Entre 1985 e 2023 (INPE), o bioma perdeu aproximadamente 8,6 milhões de hectares, o equivalente a 14% de sua cobertura vegetal original. Atualmente, das áreas remanescentes, menos de 9% estão protegidas por unidades de conservação – federais, estaduais ou municipais. No entanto, destas, apenas 1,3% estão integralmente protegidas como áreas de uso restrito.

Dados do MapBiomas indicam que, em 2023, a Caatinga registrou um aumento de 43,3% no desmatamento em relação ao ano anterior, totalizando 201.687 hectares de vegetação nativa perdidos, representando 11% do total de desmatamento no Brasil. Os estados mais afetados são: Bahia, que liderou o ranking com um aumento de 34% em relação ao ano anterior; e o Ceará com um crescimento de 28%. Pernambuco foi o único estado que apresentou redução, com queda de 35%. Em todo o bioma, apenas 2,81% das áreas desmatadas não tiveram indícios de irregularidades, a menor porcentagem entre todos os biomas (MapBiomas).

A perda de vegetação, associada à fragmentação, às mudanças de uso da terra e às condições climáticas áridas e semiáridas, compromete a capacidade do solo de reter água e nutrientes, aumentando o risco de desertificação. De acordo com estudos do MapBiomas, 112 municípios da Caatinga classificados como Áreas Suscetíveis à Desertificação (ASD) nos níveis ‘Muito Grave’ e ‘Grave’ já perderam aproximadamente 300 mil hectares de vegetação nativa, representando cerca de 3% da perda total no bioma.

Embora a expansão agropecuária tenha sido um dos principais impulsionadores do desmatamento na região, o avanço de empreendimentos de energia solar e eólica tem ampliado as ameaças ao bioma.
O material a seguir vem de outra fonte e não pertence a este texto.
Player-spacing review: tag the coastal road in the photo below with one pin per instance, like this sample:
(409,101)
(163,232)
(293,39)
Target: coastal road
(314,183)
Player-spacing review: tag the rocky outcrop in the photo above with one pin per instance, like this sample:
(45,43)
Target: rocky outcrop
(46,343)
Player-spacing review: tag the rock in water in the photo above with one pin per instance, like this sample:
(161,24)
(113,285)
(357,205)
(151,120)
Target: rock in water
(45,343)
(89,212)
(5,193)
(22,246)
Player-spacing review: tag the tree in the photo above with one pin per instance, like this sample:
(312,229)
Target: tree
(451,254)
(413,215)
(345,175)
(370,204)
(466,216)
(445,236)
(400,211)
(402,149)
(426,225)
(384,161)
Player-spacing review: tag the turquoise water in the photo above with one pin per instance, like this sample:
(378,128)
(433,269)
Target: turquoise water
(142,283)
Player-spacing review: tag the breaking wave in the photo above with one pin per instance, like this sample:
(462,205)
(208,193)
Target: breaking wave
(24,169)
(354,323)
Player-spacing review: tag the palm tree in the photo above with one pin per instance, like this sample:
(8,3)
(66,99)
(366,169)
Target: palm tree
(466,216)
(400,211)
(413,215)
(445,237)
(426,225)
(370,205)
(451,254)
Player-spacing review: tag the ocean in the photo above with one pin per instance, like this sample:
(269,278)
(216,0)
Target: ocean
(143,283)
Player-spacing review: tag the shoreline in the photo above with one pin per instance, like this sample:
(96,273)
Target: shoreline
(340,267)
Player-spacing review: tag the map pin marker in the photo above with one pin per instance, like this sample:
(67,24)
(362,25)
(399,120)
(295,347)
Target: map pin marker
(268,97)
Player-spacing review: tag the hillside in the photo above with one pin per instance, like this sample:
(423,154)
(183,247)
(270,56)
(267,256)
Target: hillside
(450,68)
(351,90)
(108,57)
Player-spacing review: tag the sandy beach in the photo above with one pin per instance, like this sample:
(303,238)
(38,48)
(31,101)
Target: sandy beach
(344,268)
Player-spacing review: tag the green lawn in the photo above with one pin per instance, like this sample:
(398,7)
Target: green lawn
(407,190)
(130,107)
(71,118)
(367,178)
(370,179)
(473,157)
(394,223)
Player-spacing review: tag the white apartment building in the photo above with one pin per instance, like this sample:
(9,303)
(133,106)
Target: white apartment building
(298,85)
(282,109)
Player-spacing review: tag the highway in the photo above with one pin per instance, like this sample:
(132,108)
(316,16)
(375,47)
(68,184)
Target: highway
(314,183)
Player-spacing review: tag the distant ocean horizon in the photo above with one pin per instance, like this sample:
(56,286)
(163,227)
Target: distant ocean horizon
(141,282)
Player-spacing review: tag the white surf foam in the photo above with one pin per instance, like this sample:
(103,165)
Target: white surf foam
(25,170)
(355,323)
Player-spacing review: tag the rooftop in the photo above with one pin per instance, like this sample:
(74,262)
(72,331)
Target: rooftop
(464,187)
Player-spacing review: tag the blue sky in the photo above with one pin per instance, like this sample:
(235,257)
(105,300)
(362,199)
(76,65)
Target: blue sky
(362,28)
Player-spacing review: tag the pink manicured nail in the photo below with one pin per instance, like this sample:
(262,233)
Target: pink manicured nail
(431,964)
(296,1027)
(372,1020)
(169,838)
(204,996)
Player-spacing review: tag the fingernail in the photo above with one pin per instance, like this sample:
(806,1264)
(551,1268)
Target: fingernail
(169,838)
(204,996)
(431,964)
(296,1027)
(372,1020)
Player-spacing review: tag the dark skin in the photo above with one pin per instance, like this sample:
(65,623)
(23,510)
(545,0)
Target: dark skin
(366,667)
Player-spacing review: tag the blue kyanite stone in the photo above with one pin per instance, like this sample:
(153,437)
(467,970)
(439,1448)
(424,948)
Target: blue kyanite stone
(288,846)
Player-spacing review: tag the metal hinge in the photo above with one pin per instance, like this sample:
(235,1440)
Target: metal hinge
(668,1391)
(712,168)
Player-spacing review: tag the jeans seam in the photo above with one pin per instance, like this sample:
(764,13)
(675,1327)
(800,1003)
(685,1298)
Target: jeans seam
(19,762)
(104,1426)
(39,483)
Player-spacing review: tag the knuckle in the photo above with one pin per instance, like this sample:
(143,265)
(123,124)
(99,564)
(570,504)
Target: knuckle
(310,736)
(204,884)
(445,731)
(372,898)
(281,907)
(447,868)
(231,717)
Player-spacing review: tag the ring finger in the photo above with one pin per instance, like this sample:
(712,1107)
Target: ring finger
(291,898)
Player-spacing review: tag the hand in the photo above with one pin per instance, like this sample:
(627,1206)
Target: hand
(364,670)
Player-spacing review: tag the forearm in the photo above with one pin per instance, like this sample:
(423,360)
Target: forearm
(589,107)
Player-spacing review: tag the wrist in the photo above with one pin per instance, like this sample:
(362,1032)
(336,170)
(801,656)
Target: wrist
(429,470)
Em 2023, a supressão de vegetação relacionada apenas a este setor aumentou 24%, somando 4.302 hectares, o Rio Grande do Norte foi estado que mais desmatou (1.369 hectares) com essa finalidade, um aumento de 372% em relação ao ano anterior (MapBiomas).

Os dados reforçam a urgência de medidas de fiscalização e controle, não apenas para coibir o desmatamento ilegal, mas também para monitorar os impactos de atividades econômicas na vegetação nativa.

Estratégia de fiscalização

Entre 2019 e 2023, apenas 8,53% das áreas desmatadas na Caatinga (85.873 hectares) foram alvo de ações de fiscalização, segundo o MapBiomas. O Caatinga Resiste visa reverter esse cenário, fortalecendo as políticas de combate ao desmatamento ilegal e implementando estratégias de fiscalização mais eficazes.

Inspirado na Operação Mata Atlântica em Pé, também atualmente coordenada pela ABRAMPA em conjunto com o MPMG, o projeto utilizará monitoramento por satélite do MapBiomas Alerta para identificar áreas de desmatamento ilegal. A partir dos alertas, os dados são cruzados com o Cadastro Ambiental Rural (CAR) e as Autorizações de Supressão de Vegetação (ASVs) para detectar irregularidades.

Depois, a fiscalização é realizada por órgãos ambientais e polícias ambientais, tanto presencialmente quanto por meio de ferramentas de fiscalização remota. Se identificadas irregularidades, o Ministério Público adota medidas extrajudiciais e judiciais para garantir a reparação dos danos ambientais e responsabilização dos infratores, incluindo os danos causados ao sistema climático.

Ao final da operação, será apresentado o balanço final das áreas fiscalizadas, do número de processos instaurados e o total de multas aplicadas em reais.

Caatinga e mudanças climáticas

A Caatinga tem um papel fundamental no sequestro de carbono. Ela funciona como um sumidouro natural, absorvendo dióxido de carbono (CO₂) da atmosfera, inclusive durante o período de seca. Um estudo liderado pelo Observatório Nacional da Dinâmica da Água e do Carbono no Bioma Caatinga (OndaCBC) revelou que o bioma é um dos mais eficientes do mundo em armazenar carbono, superando até mesmo as florestas da Amazônia em determinadas condições climáticas.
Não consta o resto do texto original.